Unnamed: 0,Name,region,contact,distance (km),ETA (min),mortality_rate(Accidents),space available(prob.),Inverse_speed,scalar
9,Military Hospital,Ikorodu,8093236456,5,10,0.2,0.17,2.0,8.177104
10,Airforce hospital,Ikeja,8093453256,8,15,0.85,0.95,1.875,12.361862
4,LASUTH,ikeja,80234536456,8,25,0.65,0.8,3.125,17.462102
5,FMC,Ebute-meta,90124536456,15,23,0.44,0.37,1.533333,20.477481
0,Randle,Surulere,9093453256,10,30,0.3,0.1,3.0,20.906279
3,LUTH,Idi-araba,9093297456,11,32,0.3,0.2,2.909091,22.4055


In this case, we do not see any change in the weights sufficient enough to alter the decisions of the algorithm.

In [55]:
print(f'The mean of the sum of difference of ETA - {weighted_hosp_transformer.error}')

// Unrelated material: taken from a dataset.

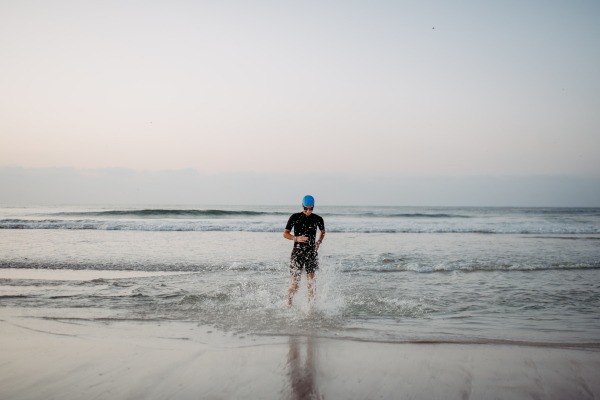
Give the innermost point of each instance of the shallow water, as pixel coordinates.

The mean of the sum of difference of ETA - -1.1538461538461537


## Using the manhattan distance for calculation.

In [56]:

weighted_hosp_transformer = Hosp_Emergency_Transformer(weights,distance='manhattan')
weighted_best_hosp = weighted_hosp_transformer.fit_transform(transformed_data)
best_choices(weighted_best_hosp,top=6)

Unnamed: 0,Name,region,contact,distance (km),ETA (min),mortality_rate(Accidents),space available(prob.),Inverse_speed,scalar
9,Military Hospital,Ikorodu,8093236456,5,10,0.2,0.17,2.0,3.722231
10,Airforce hospital,Ikeja,8093453256,8,15,0.85,0.95,1.875,4.639504
4,LASUTH,ikeja,80234536456,8,25,0.65,0.8,3.125,5.347897
5,FMC,Ebute-meta,90124536456,15,23,0.44,0.37,1.533333,5.6245
0,Randle,Surulere,9093453256,10,30,0.3,0.1,3.0,5.661272
3,LUTH,Idi-araba,9093297456,11,32,0.3,0.2,2.909091,5.855844


## Test algorithm on synthetic data without StandardScaler.

In [57]:

weighted_hosp_transformer = Hosp_Emergency_Transformer()
weighted_best_hosp = weighted_hosp_transformer.fit_transform(transformed_data)
best_choices(weighted_best_hosp,top=6)

Unnamed: 0,Name,region,contact,distance (km),ETA (min),mortality_rate(Accidents),space available(prob.),Inverse_speed,scalar
9,Military Hospital,Ikorodu,8093236456,5,10,0.2,0.17,2.0,11.360849
10,Airforce hospital,Ikeja,8093453256,8,15,0.85,0.95,1.875,17.150528
4,LASUTH,ikeja,80234536456,8,25,0.65,0.8,3.125,26.454265
5,FMC,Ebute-meta,90124536456,15,23,0.44,0.37,1.533333,27.507846
0,Randle,Surulere,9093453256,10,30,0.3,0.1,3.0,31.766334
2,General Hospital,Odan,9093376456,15,30,0.3,0.1,2.0,33.602083


Again, unscaled data does better than the scaled data.